A. Standard of Review

Judicial review of the Commissioner's decision is limited to determining whether the Commissioner's decision is supported by substantial evidence and was made pursuant to proper legal standards. Ealy v. Comm'r of Soc. Sec., 594 F.3d 504, 512 (6th Cir. 2010). Review must be based on the record as a whole. Heston v. Comm'r of Soc. Sec., 245 F.3d 528, 535 (6th Cir. 2001). The court may look into any evidence in the record to determine if the ALJ's decision is supported by substantial evidence, regardless of whether it has actually been cited by the ALJ. (Id.) However, the court does not review the evidence de novo, make credibility determinations, or weigh the evidence. Brainard v. Sec'y of Health & Human Servs., 889 F.2d 679, 681 (6th Cir. 1989).

The Commissioner's conclusions must be affirmed absent a determination that the ALJ failed to apply the correct legal standards or made findings of fact unsupported by substantial evidence in the record. White v. Comm'r of Soc. Sec., 572 F.3d 272, 281 (6th Cir. 2009). Substantial evidence is more than a scintilla of evidence but less than a preponderance and is such relevant evidence as a reasonable mind might accept as adequate to support a conclusion. Brainard, 889 F.2d at 681. A decision supported by substantial evidence will not be overturned even though substantial evidence supports the opposite conclusion. Ealy, 594 F.3d at 512.

B. Plaintiff's Assignments of Error

1. Consultative Examining Physician's Opinion

In the first assignment of error, Plaintiff challenges the ALJ's decision to ascribe no weight to the opinion of Dr. Bradford, a non-treating physician who performed a one-time consultative examination. (R. 12, PageID# 585-588). Plaintiff contends that the ALJ's opinion did not employ "proper legal standards" or "provide a meaningful explanation." (Id.) Conversely, the Commissioner argues that the ALJ's decision considered Dr. Bradford's opinion and provided a thorough explanation for the weight it was ascribed.
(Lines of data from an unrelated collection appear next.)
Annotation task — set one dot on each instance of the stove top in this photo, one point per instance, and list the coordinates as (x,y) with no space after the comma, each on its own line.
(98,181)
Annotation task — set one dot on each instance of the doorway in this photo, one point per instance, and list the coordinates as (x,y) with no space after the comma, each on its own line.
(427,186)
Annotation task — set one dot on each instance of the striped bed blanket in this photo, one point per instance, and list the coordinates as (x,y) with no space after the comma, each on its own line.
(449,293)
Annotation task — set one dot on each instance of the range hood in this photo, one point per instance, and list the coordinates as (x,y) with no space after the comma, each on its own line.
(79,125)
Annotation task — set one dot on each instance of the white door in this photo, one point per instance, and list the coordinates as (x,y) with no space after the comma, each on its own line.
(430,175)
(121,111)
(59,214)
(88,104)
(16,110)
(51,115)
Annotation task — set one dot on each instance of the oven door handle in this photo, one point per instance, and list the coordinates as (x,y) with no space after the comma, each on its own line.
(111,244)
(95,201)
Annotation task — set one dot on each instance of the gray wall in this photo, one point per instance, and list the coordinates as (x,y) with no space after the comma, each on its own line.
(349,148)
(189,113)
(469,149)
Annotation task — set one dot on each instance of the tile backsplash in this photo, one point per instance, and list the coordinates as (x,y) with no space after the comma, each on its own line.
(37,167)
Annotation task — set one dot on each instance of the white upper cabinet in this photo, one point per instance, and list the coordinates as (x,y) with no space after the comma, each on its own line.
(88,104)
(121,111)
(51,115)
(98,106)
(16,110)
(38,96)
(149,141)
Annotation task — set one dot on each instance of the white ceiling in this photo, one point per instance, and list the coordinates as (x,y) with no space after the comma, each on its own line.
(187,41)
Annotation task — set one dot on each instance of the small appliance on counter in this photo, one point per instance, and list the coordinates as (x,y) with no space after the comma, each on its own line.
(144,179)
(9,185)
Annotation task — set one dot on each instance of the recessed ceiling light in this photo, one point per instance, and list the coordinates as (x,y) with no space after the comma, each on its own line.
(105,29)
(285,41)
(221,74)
Typically, more weight is given to the opinion of an examining versus non-examining source. See 20 C.F.R. §§ 404.1527(c)(1). With respect to State Agency physicians, ALJs "are not bound by any findings made by State agency medical or psychological consultants, or other program physicians or psychologists," but because said consultants are "highly qualified physicians, psychologists, and other medical specialists" an ALJ should consider their findings. See 20 C.F.R. § 404.1527(e)(2). When considering these opinions, ALJs should look to factors such as the nature of the relationship (i.e. examining or non-examining or the frequency of examination), supportability, consistency, and other factors. 20 C.F.R. §§ 404.1527(e). Furthermore, the regulations mandate that "[u]nless the treating [physician's] opinion is given controlling weight, the [ALJ] must explain in the decision the weight given to the opinions of a State agency medical or psychological consultant or other program physician, psychologist, or other medical specialist, as the [ALJ] must do for any opinions from treating sources, nontreating sources, and other nonexamining sources who do work for us." 20 C.F.R. § 404.1527(e)(2(ii) (emphasis added).

An ALJ, when arriving at the RFC assessment, "must always consider and address medical source opinions [and] [i]f the RFC assessment conflicts with an opinion from a medical source, the adjudicator must explain why the opinion was not adopted." SSR 96-8p, 1996 WL 374184 at *7 (July 2, 1996); see also Puckett v. Colvin, 2014 WL 1584166 at *9 (N.D. Ohio April 21, 2014) (Vecchiarelli, M.J.) (explaining that, although the ALJ was not required to evaluate opinions of consultative examiners with the same standard of deference as would apply to an opinion of a treating source, he was required to "acknowledge that [the examiners'] opinions contradicted his RFC finding and explain why he did not include their limitations in his determination of Plaintiff's RFC").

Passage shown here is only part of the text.